В тот первый день, когда Франтишек поднялся «на подмостки, кои есть не что иное, как целый мир», три часа кряду ставили декорации для «Макбета» и, лишь окончив работу, отправились в душевую, где, смыв с себя пот и пыль кулис, принялись ладить причесочки с пробором à lа Родольфо Валентино или начесывать челки à lа Ринго Стар — каждый в соответствии со своим кредо и годом рождения, — после чего уселись кто за карты, кто к телевизору, а кто двинул в театральный клуб.
Франтишека взял на себя Тонда Локитек. В отличие от Франтишека это был монтировщик — или, как говорят на театре, монт — многоопытный. Его цыганские усики шевелились на высоте добрых ста семидесяти сантиметров от пола, что значит на высоте Франтишекова лба. Если же к этому вы приплюсуете орлиный нос, высокий бетховеновский лоб и шевелюру бывшего слушателя Академии изобразительных искусств, то лишь тогда сможете получить хотя бы отдаленное представление о его импозантной внешности. В театре Тонда — Антонин Локитек — работал уже семь лет, точнее говоря, с апреля 1962 года, когда вместе с четырьмя однокурсниками был отчислен из Академии: они уговорили голенькую натурщицу на семинаре по ваянию лечь на пол и обмазали гипсом руки и ноги для слепков, дали гипсу затвердеть и разрисовали ее живот сюрреалистическими картинками.
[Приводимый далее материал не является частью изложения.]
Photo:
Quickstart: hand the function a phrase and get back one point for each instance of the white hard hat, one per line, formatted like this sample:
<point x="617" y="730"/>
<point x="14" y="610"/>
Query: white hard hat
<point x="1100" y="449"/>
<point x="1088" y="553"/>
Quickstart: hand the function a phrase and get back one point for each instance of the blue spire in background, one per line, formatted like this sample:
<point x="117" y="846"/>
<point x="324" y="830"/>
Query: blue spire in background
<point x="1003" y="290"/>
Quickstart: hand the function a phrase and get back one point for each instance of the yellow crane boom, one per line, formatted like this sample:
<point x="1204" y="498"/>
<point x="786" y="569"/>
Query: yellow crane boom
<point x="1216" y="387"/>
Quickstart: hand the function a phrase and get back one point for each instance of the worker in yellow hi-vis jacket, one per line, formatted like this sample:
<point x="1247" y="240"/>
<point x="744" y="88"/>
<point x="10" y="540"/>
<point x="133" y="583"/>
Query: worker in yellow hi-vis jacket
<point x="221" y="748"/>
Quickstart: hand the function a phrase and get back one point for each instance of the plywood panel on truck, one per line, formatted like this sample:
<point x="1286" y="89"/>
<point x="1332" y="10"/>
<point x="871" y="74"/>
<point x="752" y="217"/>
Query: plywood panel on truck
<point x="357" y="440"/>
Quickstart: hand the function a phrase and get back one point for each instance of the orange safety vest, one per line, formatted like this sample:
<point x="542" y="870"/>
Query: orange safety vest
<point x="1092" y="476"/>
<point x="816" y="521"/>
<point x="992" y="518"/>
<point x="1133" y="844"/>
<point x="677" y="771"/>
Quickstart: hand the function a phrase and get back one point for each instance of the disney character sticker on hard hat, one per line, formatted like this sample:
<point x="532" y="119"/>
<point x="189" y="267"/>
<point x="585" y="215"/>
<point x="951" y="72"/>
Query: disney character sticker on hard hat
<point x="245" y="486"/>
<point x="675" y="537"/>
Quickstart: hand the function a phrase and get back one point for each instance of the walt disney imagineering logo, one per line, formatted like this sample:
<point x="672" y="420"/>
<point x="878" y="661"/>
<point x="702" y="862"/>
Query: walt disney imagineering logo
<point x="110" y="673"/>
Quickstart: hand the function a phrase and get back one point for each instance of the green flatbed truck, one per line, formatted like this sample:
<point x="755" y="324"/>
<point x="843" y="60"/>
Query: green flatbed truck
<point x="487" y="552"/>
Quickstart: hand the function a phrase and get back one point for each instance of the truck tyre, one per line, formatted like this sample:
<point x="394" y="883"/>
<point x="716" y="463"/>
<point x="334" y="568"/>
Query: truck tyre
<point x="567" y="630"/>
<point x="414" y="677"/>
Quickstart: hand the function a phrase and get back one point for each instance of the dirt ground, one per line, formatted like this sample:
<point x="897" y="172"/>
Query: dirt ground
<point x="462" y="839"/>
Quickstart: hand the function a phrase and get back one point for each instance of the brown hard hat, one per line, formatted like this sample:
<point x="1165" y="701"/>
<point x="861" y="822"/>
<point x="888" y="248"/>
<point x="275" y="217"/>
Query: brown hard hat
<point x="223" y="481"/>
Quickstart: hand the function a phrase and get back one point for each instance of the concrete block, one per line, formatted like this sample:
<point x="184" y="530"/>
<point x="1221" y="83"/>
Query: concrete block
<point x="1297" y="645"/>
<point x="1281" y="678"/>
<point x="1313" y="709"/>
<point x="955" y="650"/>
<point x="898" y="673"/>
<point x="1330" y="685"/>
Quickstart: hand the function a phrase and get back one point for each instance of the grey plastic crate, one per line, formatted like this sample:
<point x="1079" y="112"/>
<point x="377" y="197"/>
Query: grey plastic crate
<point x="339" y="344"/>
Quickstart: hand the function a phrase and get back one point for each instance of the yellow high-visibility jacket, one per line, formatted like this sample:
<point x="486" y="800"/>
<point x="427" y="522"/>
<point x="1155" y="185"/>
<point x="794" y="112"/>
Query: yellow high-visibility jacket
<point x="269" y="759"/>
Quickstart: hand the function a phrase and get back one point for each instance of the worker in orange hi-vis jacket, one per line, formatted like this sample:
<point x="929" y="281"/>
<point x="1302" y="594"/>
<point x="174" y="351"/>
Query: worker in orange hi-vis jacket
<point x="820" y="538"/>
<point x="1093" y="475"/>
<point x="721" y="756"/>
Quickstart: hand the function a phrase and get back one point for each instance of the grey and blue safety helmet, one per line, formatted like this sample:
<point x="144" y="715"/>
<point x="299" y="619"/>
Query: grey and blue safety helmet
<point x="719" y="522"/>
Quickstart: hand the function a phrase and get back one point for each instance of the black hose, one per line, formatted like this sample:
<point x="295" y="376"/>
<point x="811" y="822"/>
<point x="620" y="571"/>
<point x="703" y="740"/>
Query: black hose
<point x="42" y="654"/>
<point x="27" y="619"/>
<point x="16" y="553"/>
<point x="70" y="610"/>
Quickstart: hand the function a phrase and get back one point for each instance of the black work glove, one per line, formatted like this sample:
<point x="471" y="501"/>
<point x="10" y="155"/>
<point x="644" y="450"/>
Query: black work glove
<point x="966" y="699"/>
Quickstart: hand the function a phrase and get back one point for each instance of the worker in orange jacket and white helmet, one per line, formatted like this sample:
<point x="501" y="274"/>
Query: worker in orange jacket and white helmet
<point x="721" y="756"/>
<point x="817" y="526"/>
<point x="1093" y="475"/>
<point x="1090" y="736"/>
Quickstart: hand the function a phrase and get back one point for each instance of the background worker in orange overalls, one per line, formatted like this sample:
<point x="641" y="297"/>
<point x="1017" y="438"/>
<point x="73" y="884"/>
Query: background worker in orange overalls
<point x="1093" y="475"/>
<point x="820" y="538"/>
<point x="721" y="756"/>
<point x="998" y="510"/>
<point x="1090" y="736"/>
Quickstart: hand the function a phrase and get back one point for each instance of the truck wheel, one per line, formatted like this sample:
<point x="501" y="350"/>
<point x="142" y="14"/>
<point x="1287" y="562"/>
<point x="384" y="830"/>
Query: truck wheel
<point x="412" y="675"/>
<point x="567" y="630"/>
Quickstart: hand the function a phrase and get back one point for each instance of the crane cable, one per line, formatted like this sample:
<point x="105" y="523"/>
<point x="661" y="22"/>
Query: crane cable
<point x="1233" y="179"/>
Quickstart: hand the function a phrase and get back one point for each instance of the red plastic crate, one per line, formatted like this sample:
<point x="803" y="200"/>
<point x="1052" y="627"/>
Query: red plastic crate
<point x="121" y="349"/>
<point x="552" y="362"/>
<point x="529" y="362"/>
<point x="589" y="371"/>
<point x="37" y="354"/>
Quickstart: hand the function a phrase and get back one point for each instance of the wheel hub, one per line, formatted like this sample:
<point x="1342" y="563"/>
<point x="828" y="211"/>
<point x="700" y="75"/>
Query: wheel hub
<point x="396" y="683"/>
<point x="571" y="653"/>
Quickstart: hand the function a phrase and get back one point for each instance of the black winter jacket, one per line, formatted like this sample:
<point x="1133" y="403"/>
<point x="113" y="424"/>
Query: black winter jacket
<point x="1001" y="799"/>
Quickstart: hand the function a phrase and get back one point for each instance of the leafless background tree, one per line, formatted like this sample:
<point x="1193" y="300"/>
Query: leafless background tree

После чего удалились в ближайшую пивную «У соек», начисто позабыв про несчастную натурщицу. Лишь на следующий день ее вызволил ассистент Воржишек, также повинный в случившемся, ибо означенный выше семинар он покинул преждевременно, попросту говоря, смылся. Ассистент Воржишек сделал попытку утихомирить натурщицу, пообещав деньгами возместить моральный ущерб. Но опоздал, так как взбешенная натурщица уже успела подать жалобу в суд на развеселых студентов, покусившихся на свободу ее личности. Это был конец.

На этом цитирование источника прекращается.